Of course, the disadvantage is that we break with the "one step call == one byte advanced" rule. I think we need to break that rule, if we hope to make the scanner significantly faster.
I had a realisation yesterday - the decoder scans the input bytes twice, both in Decoder.Decode and in Unmarshal. This accentuates the scanner as a bottleneck, since it's run twice on the input bytes.
On the bright side, this means we can introduce cheap speed-ups without redesigning the scanner. The tokenization happens during the second scan, at which point there can't be any syntax errors. https://go-review.googlesource.com/c/go/+/151042 uses this for a shortcut, since we can iterate over a string literal's bytes in a much faster way. Forty lines of code gives a ~7% speed-up, which I think is worth it.

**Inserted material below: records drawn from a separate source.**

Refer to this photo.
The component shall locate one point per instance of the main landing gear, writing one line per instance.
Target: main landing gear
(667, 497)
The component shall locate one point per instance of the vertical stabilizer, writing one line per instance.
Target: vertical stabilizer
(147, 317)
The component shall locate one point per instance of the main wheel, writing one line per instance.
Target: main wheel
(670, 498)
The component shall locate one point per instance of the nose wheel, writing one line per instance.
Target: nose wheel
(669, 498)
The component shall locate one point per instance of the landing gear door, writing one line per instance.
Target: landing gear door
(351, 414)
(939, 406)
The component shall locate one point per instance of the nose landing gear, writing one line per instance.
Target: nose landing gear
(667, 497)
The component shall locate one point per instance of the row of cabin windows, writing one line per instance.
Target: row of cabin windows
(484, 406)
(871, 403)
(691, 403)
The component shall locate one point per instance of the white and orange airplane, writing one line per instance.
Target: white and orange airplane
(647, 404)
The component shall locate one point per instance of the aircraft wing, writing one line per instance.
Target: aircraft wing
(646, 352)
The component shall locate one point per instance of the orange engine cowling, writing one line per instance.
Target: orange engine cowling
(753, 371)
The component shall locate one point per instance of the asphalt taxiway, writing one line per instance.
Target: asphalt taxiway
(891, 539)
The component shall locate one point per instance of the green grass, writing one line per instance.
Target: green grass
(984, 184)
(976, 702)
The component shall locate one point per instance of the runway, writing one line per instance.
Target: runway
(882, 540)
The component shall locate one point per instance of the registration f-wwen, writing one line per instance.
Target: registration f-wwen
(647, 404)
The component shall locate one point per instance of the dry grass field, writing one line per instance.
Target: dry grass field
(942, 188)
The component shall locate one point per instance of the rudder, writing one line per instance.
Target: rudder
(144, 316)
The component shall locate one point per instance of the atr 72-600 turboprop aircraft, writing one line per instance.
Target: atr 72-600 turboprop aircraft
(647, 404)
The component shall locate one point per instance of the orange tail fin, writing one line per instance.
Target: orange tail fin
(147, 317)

Change https://golang.org/cl/151042 mentions this issue: encoding/json: speed up string tokenization
The new decoder will need to be fuzzed.
Agreed. I don't think anyone has been fuzzing the encoding/json package lately. I can take a look at that during the 1.13 cycle, once I'm done with this batch of decoding optimizations.
Change https://golang.org/cl/151157 mentions this issue: encoding/json: avoid work when unquoting strings
Here are the final numbers after the three CLs above:
name old time/op new time/op delta
CodeDecoder-4 31.1ms ± 0% 26.3ms ± 0% -15.58% (p=0.002 n=6+6)
name old speed new speed delta
CodeDecoder-4 62.3MB/s ± 0% 73.8MB/s ± 0% +18.45% (p=0.002 n=6+6)
I'll leave it here during the freeze - looking forward to feedback and reviews once the 1.13 tree opens. So far, I haven't redesigned or restructured the scanner, I've simply introduced shortcuts in the decoder.
If these kinds of optimizations are welcome, I might look into more of them for 1.13 once this first batch is reviewed.
Change https://golang.org/cl/170939 mentions this issue: encoding/json: remove a bounds check in readValue
Change https://golang.org/cl/172918 mentions this issue: encoding/json: index names for the struct decoder
Change https://golang.org/cl/190659 mentions this issue: encoding/json: avoid work when unquoting strings, take 2
Most helpful comment
Here are the final numbers after the three CLs above:
I'll leave it here during the freeze - looking forward to feedback and reviews once the 1.13 tree opens. So far, I haven't redesigned or restructured the scanner, I've simply introduced shortcuts in the decoder.
If these kinds of optimizations are welcome, I might look into more of them for 1.13 once this first batch is reviewed.